Novel by William Styron, 1979

Sophie's Choice is structured on the ungraspable principle puzzled over by George Steiner in his Language and Silence and referenced by the narrator of William Styron's novel: two orders of irreconcilable experience exist simultaneously, so that while some people are going about their daily and mundane business, others are suffering cataclysmic upheavals. It never fails to amaze Stingo that on that fateful April day in 1943, when Sophie was forced to make an evil choice between her children at the railroad station in Auschwitz, he was gorging on bananas in North Carolina in a last ditch effort to make weight for the Marines. The point is underscored not only by the repeated statements about this disparity of experience but, more dramatically, by the two very different stories that form the substance of the novel.

The first story is that of the randy 22-year-old would-be writer, recounted by his mature self at a distance of many years. This story focuses on two of the young Stingo's most feverish ambitions, to get laid and to write the Great American Novel; it frames the second story, that of Sophie Zawistowska, a Polish Catholic survivor of the concentration camps. Stingo provides the vehicle through which Sophie can gradually divulge her darkest secrets, since her Jewish lover, wrestling with his own demons, has proved himself to be a violently unpredictable recipient of her confidences. The full horror of her "choice" does not emerge until the final pages.

By being faithful to his youthful self's ambitions, and by distancing Sophie's story through the lens of those ambitions, the narrator tells a tale heavily centered on a callow young man. Not until well into the novel does the reader learn the details of Sophie's past, a rhetorical device that builds suspense and again reinforces the unsettling idea about disparate orders of experience. Sophie's frantic attempts to cope with her guilt, regain a semblance of normalcy and vitality, and start life anew exist in jarring juxtaposition to Stingo's equally frantic attempts to gain any experience at all. By having the stories intersect through Stingo's friendship with Sophie, Styron suggested that the two orders might well come, in fact must come, into some form of communication, imperfect though it might be.

Styron's controversial choice to concentrate so heavily in a Holocaust novel on Stingo's desire to lose his virginity serves several additional purposes. The novel is in great part a Künstlerroman, about the development of an artist, and therefore all aspects of the narrator's coming-of-age are relevant to his works as well as his life. The force of passion, sex, and love as life affirming drives plays a central role in the Styron canon as a whole, nowhere more importantly than in this novel, in which the urges toward destruction and self-destruction predominate. Stingo's sexual traumas also reflect the time in which the novel is set, when Freudian theories were on everyone's lips but sexual repressiveness reigned. Through Stingo's ridiculous encounters with Leslie Lapidus and Mary Alice Grimball, Styron provided comic relief from Sophie's sexual violations in the concentration camp and on the New York City subway; at the same time he pointed up the contrast between all those episodes and the liberating (and presumably instructional) sex that Stingo finally achieves with Sophie.

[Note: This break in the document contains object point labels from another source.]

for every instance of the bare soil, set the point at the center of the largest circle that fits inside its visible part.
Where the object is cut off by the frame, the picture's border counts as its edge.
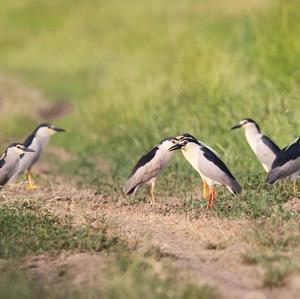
(205, 250)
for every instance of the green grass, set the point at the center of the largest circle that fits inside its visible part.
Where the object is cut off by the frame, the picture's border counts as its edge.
(276, 248)
(24, 233)
(136, 72)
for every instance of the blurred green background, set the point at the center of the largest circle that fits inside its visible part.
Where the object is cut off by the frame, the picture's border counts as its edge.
(138, 71)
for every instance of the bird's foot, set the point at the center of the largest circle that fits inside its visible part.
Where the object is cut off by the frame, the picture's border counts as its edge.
(32, 186)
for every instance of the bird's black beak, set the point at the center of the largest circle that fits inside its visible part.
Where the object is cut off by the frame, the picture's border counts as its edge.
(175, 147)
(59, 130)
(28, 150)
(236, 127)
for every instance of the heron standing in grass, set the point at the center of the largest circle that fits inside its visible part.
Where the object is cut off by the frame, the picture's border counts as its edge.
(36, 142)
(10, 160)
(149, 167)
(287, 164)
(209, 166)
(263, 147)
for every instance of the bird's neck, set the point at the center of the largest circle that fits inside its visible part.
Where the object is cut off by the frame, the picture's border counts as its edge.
(40, 141)
(192, 153)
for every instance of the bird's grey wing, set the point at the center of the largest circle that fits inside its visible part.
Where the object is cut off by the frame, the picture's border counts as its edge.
(289, 153)
(284, 170)
(27, 160)
(214, 168)
(2, 162)
(264, 153)
(143, 174)
(270, 144)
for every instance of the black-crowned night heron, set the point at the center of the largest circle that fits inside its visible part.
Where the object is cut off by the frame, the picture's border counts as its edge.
(149, 167)
(209, 166)
(263, 147)
(287, 164)
(37, 142)
(10, 160)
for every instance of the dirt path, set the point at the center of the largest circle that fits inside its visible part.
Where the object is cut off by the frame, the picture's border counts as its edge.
(206, 250)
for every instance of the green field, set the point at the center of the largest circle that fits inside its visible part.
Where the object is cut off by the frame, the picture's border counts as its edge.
(136, 72)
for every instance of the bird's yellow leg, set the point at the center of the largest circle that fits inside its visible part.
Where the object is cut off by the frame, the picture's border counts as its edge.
(152, 193)
(205, 189)
(31, 185)
(212, 194)
(295, 187)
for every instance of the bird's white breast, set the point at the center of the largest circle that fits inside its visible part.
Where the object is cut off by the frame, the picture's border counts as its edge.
(37, 144)
(253, 137)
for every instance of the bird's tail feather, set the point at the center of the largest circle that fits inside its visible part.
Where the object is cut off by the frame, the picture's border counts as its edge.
(128, 188)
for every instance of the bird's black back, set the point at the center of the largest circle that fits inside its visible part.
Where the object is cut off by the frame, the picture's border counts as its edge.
(271, 145)
(291, 152)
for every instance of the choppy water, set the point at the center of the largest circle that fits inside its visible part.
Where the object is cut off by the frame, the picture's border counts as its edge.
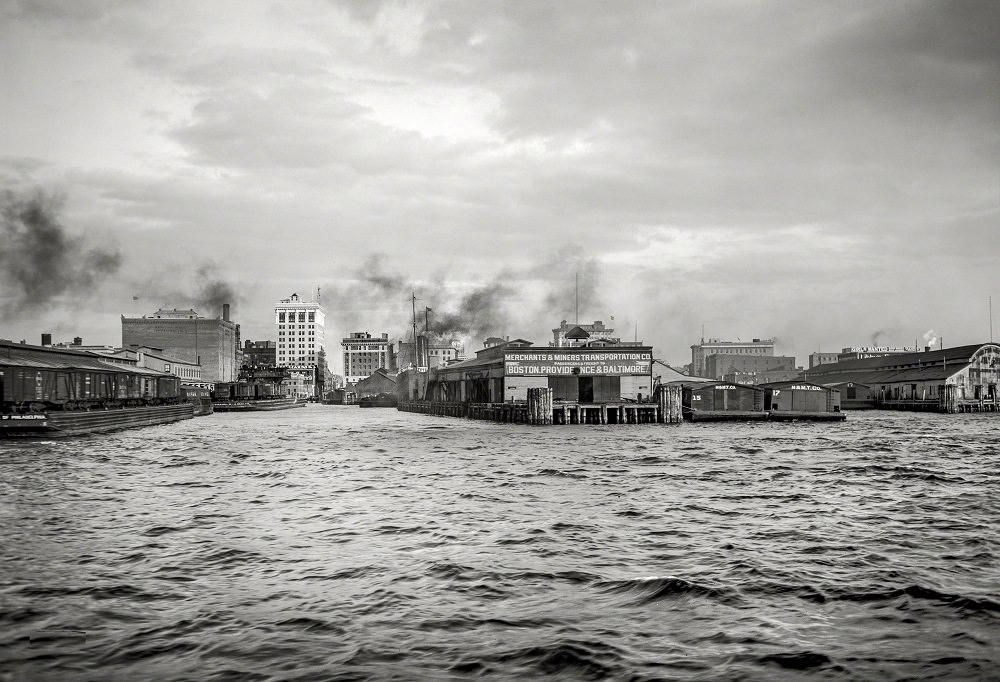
(340, 543)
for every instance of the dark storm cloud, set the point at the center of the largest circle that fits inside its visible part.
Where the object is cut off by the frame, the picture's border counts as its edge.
(203, 287)
(40, 260)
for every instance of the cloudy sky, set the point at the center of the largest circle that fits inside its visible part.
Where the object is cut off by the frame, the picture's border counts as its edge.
(824, 173)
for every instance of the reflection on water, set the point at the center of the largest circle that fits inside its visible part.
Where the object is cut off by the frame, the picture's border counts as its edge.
(370, 544)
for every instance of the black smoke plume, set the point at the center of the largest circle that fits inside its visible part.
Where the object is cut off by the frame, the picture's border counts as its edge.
(213, 291)
(481, 312)
(40, 260)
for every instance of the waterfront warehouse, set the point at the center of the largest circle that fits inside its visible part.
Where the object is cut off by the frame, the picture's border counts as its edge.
(585, 374)
(721, 400)
(599, 382)
(960, 379)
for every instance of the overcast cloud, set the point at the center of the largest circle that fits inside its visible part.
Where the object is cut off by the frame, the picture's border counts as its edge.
(825, 173)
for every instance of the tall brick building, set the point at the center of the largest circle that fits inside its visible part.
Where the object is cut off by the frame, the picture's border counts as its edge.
(211, 343)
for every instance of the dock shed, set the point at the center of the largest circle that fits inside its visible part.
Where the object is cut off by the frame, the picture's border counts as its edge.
(801, 400)
(721, 400)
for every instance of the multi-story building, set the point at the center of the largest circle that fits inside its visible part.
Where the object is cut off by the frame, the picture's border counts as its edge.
(864, 352)
(440, 353)
(700, 352)
(300, 346)
(363, 354)
(185, 335)
(594, 331)
(817, 359)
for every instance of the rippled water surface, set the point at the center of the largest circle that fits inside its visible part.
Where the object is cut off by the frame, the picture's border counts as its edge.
(340, 543)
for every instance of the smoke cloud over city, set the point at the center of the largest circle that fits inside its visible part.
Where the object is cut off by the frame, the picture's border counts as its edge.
(40, 261)
(510, 301)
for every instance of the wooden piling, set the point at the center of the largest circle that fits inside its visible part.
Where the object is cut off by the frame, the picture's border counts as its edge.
(670, 405)
(540, 406)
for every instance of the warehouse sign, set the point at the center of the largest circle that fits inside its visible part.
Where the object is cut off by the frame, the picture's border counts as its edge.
(604, 363)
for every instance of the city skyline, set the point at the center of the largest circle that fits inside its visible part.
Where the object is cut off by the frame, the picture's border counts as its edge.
(824, 174)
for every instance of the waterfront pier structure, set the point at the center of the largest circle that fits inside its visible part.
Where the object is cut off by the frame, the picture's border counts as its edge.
(597, 382)
(947, 380)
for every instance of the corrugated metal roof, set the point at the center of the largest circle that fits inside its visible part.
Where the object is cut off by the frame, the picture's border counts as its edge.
(42, 357)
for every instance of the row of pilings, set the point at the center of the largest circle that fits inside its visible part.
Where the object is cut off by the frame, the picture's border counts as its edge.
(540, 409)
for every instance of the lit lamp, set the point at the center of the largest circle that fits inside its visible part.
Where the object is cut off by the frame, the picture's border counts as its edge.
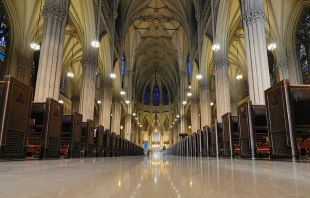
(216, 47)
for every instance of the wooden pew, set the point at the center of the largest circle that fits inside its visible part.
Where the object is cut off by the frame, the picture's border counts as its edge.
(71, 134)
(87, 138)
(288, 108)
(99, 131)
(253, 131)
(15, 109)
(216, 139)
(107, 143)
(45, 129)
(230, 134)
(206, 141)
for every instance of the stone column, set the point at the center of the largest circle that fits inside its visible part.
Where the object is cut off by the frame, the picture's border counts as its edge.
(195, 114)
(256, 50)
(205, 108)
(49, 71)
(106, 103)
(283, 69)
(87, 93)
(116, 114)
(182, 98)
(128, 128)
(75, 103)
(24, 64)
(222, 87)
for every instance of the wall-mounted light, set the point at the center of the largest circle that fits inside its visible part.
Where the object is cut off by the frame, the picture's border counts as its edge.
(216, 47)
(95, 44)
(113, 75)
(272, 46)
(34, 46)
(239, 77)
(198, 76)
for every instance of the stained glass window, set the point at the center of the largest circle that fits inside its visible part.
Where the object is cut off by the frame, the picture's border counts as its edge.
(188, 66)
(272, 68)
(303, 47)
(156, 96)
(165, 93)
(147, 96)
(63, 85)
(123, 65)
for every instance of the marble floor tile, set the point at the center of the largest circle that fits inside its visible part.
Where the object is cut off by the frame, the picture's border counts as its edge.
(155, 176)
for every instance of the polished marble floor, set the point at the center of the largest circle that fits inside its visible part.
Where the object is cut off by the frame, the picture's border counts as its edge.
(154, 176)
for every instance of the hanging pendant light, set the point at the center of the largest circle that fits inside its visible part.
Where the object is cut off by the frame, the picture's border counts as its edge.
(33, 45)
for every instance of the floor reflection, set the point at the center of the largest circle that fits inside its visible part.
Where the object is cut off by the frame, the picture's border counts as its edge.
(154, 176)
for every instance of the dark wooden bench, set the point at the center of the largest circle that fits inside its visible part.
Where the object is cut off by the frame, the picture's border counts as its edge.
(71, 134)
(87, 138)
(107, 143)
(98, 142)
(288, 108)
(15, 109)
(230, 134)
(216, 139)
(253, 130)
(45, 129)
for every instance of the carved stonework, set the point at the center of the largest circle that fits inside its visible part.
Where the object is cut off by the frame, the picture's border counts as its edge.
(282, 65)
(89, 62)
(253, 16)
(24, 61)
(221, 63)
(54, 11)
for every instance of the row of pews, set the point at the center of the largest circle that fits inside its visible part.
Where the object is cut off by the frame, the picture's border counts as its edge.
(39, 130)
(277, 130)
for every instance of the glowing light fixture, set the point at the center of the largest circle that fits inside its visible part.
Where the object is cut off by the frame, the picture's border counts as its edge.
(95, 44)
(216, 47)
(35, 46)
(113, 75)
(239, 77)
(272, 46)
(198, 76)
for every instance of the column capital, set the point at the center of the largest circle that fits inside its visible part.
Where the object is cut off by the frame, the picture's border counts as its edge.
(282, 65)
(54, 11)
(24, 61)
(89, 61)
(254, 15)
(221, 63)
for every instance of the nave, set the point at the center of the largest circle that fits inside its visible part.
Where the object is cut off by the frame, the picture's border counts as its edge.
(154, 176)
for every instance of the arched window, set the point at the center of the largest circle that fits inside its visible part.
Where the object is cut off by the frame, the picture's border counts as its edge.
(303, 45)
(63, 85)
(147, 96)
(123, 65)
(156, 96)
(165, 94)
(188, 66)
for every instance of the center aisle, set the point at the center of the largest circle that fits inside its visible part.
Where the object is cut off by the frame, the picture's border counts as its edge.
(155, 176)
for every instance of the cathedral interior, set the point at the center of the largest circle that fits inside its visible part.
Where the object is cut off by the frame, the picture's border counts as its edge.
(169, 98)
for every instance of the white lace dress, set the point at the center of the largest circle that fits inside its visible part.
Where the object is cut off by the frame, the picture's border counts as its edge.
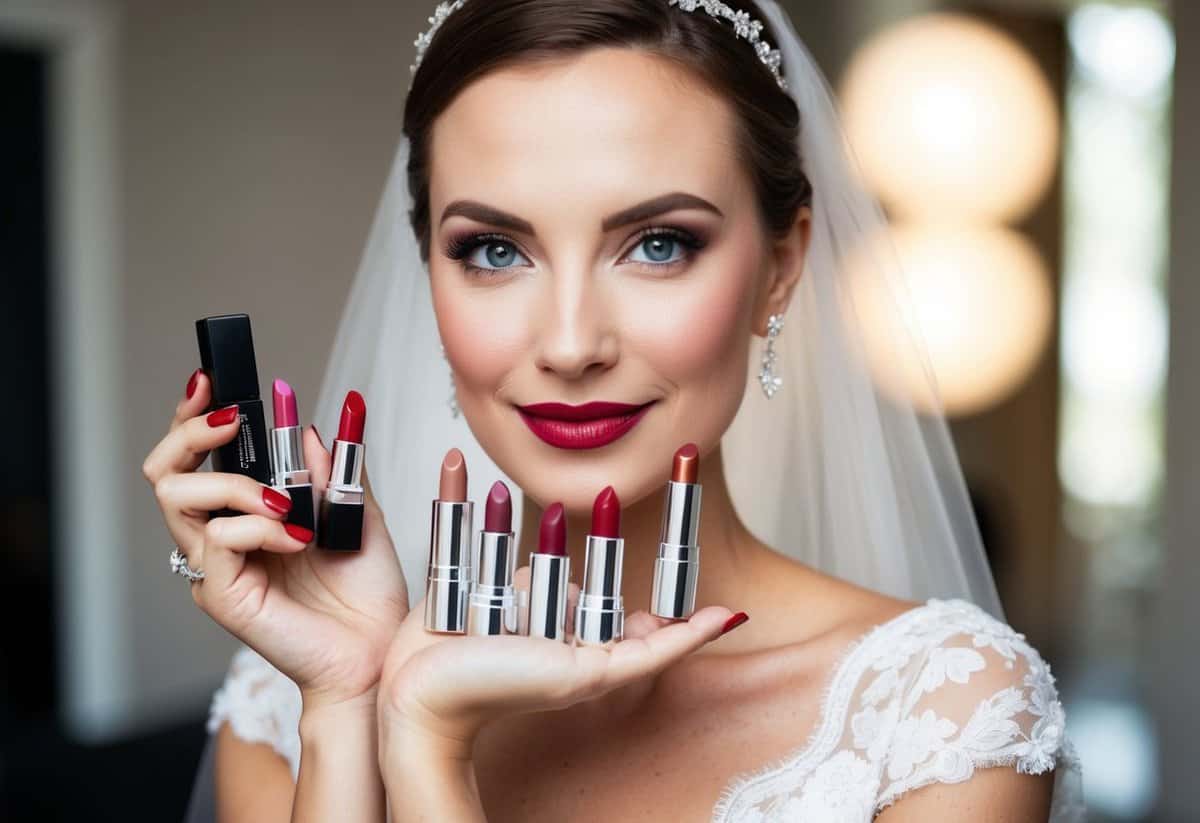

Other dual orders inform the novel. The home of the Auschwitz commandant is essentially cordoned off from the hellish activities taking place outside, with life proceeding for the Höss family on such a separate plane that it might as well be on a different planet. The style of the sections dealing with Stingo is hyperbolic, a mixture of pomposity, intensity, and insecurity befitting the subject, whereas Styron often reserved a matter-of-fact, understated vocabulary and tone for the scenes from Sophie's past, which set off the dreadfulness of those events. In these ways Styron melded style and content to greatest effect.

Styron's tactic of making the novel so heavily autobiographical, down to the thinly disguised listing of the Styron novels that Stingo will go on to publish, has appeared self-indulgent to some readers, but it does enhance the authority of the novel and implies that all people must acknowledge human degradation on a personal level if they are to be fully human themselves. Through the revelations about Sophie's past and Stingo's as well, and through the connections Styron drew between European history and the American South's legacy of slavery, Sophie's Choice highlights the choices that all individuals make and the guilt that they bear in consequence. The novel is of a piece with Styron's other works in advocating rebellion against any bureaucratic system that would reduce its inhabitants to ciphers. Sophie's Choice ultimately teaches that, like Stingo, we must all shed our self-protective innocence without succumbing to despair.